A Copenhague, médecins et scientifiques analysent la nature des séquelles de la torture pour mieux traiter les victimes. Reportage dans un des rares centres alliant recherche et soin.

COPENHAGUE (Danemark), envoyée spéciale

L’allure frêle, cheveux grisonnants, Amadou, 52 ans, écarte sa veste (1). Sous son tee-shirt, de longues cicatrices sombres lui parcourent l’abdomen: les traces de la torture qu’il a subie dans les geôles mauritaniennes avant de fuir son pays, en 1993. Il était ingénieur. La torture, c’était le sort réservé aux opposants politiques. En prison, il a été brulé, passé à tabac, puis soumis au supplice de la falanga. Cette technique, qui consiste à frapper la plante des pieds de la victime à l’aide d’une matraque, d’un Câble ou d’une barre de fer, n’est pas seulement extrêmement douloureuse. Elle cause des séquelles permanentes.

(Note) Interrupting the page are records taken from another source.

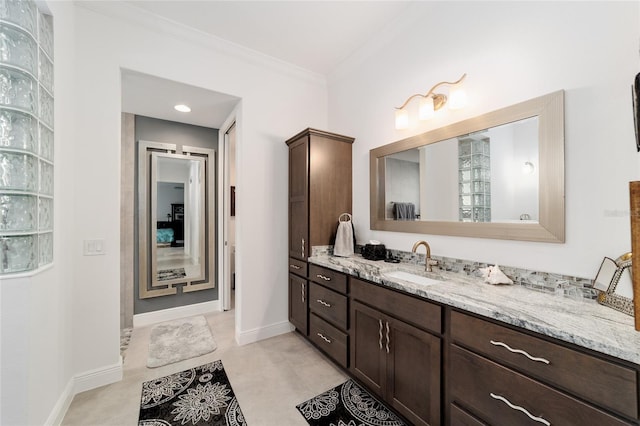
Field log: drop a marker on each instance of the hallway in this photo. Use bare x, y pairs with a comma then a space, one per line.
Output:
269, 378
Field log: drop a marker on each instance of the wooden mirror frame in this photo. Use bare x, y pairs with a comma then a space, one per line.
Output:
551, 223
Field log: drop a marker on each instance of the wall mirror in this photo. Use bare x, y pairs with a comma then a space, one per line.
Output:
175, 195
499, 175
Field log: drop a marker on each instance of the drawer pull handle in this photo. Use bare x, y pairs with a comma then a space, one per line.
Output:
516, 407
387, 337
323, 303
323, 338
519, 351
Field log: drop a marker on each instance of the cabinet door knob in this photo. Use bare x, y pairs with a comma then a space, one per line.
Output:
387, 337
519, 351
323, 303
518, 408
323, 338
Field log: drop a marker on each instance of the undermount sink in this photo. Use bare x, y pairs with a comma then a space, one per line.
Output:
413, 278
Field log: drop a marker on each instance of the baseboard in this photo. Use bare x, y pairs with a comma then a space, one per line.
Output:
257, 334
98, 377
148, 318
62, 405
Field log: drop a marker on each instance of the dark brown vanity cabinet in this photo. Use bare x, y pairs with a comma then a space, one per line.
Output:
395, 350
501, 376
319, 188
319, 191
328, 313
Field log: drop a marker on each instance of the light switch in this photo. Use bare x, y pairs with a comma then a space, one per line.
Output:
93, 248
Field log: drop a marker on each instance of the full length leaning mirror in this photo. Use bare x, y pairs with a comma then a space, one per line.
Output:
176, 235
499, 175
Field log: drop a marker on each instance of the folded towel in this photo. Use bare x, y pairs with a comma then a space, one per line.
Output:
493, 275
344, 245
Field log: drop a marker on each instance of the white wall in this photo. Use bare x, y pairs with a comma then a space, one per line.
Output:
511, 51
36, 312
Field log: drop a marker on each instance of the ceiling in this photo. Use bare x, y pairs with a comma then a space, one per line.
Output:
314, 35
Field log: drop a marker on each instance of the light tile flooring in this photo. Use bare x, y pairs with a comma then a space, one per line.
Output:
269, 378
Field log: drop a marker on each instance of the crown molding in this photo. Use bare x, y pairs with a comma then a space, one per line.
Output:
142, 18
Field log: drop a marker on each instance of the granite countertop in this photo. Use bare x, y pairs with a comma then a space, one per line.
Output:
583, 322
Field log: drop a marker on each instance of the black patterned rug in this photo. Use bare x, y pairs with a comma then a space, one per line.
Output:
198, 396
347, 405
171, 274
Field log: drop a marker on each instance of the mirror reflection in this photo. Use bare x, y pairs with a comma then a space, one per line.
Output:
498, 175
485, 176
178, 207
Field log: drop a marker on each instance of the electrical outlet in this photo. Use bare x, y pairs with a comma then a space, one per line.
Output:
93, 248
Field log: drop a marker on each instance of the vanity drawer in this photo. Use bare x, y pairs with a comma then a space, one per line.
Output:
328, 304
460, 417
487, 388
601, 382
328, 338
423, 314
298, 267
328, 278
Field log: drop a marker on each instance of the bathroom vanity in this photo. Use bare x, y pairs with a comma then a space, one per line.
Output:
460, 352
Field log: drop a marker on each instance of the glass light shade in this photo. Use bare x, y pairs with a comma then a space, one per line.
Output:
457, 98
426, 110
402, 119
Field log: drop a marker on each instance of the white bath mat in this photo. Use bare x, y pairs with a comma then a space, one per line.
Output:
177, 340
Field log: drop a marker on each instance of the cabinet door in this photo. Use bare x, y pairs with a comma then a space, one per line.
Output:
367, 354
413, 365
298, 301
299, 199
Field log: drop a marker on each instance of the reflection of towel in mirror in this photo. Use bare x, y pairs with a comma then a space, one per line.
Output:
344, 239
404, 211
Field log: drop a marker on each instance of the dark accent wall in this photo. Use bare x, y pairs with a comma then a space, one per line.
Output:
156, 130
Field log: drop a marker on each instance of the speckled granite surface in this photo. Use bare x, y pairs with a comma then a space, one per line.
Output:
580, 321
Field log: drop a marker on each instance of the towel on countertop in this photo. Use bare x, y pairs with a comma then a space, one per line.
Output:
344, 245
404, 211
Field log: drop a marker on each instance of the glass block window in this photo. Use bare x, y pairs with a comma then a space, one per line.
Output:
26, 137
474, 180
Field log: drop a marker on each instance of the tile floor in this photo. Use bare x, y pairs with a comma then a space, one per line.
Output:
269, 378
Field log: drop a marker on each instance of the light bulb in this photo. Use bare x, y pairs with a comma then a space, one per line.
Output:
457, 98
425, 110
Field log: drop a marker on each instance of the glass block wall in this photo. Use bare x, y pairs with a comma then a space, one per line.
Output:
474, 180
26, 137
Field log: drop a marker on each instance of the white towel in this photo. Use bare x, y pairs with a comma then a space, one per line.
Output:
344, 238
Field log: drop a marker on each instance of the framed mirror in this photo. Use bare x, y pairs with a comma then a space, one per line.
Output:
614, 282
176, 235
499, 175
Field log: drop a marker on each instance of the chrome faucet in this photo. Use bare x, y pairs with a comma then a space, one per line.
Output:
427, 261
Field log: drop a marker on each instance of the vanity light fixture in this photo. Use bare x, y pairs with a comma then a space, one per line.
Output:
432, 102
182, 108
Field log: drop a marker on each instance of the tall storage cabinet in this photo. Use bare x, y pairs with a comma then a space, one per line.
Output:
319, 191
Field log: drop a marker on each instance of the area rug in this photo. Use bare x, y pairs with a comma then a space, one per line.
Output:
346, 405
177, 340
171, 274
198, 396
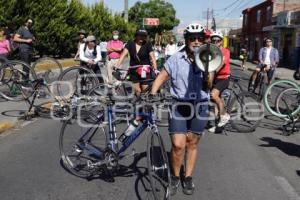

Il y a quinze ans, Amadou s’est refugie au Danemark. Il souffrait alors de douleurs chroniques, faisait des crises d’angoisse, des cauchemars et se réveillait cinq à six fois par nuit. Il songeait à se suicider. «Je ne pensais pas que j’irais mieux un jour “, dit-il. Un médecin a fini par l’envoyer au Centre de réhabilitation et de recherche pour les victimes de la torture (RCT), à Copenhague. Pendant plus d’un an, il a été suivi par des psychothérapeutes, des psychologues et des travailleurs sociaux. Il a subi des examens à l’hôpital. Les médecins lui ont prescrit des médicaments. Et puis, il a parlé, beaucoup. Petit à petit, ses douleurs se sont atténuées.

Prévention. Pour le docteur Inge Genefke, qui a fonde le RCT en 1982, c’est une victoire. « Quand on a commencé, on ne savait rien de la torture, raconte-t-elle. Aujourd’hui, au moins, on peut traiter les victimes.» Le neurologue Bengt Sjölund dirige le centre depuis 2005. Selon lui, ces vingt-cinq dernières années ont «permis de comprendre que le problème de la torture est multidimensionnel et qu’il doit faire l’objet d’une prise en charge multidisciplinaire ». Un enseignement tire des travaux réalisés au RCT. Car s’il existe plus de 200 centres de réhabilitation des victimes de la torture clans le monde (2), celui de Copenhague est un des seuls à combiner les soins et la recherche. Et, surtout, à le faire de façon systématique, sous la supervision d’un comité scientifique. Ses vingt chercheurs travaillent dans trois domaines : l’étude de l’impact de la torture sur les populations et communautés locales, l’amélioration des soins et le développement des techniques de prévention. « Le niveau d’exigence scientifique est le même qu’ailleurs», souligne le président du comité scientifique, Laurids Lauridsen. La difficulté, remarque-t-il, réside dans l’orientation stratégique de la recherche, car «il ne s’agit pas seulement de produire de la connaissance, mais de développer des approches qui servent la pratique». Des nouvelles méthodes de soins, par exemple, mais aussi des systèmes de prévention. L’objectif est d’«éradiquer la torture dans le monde», rappelle Bengt Sjölund.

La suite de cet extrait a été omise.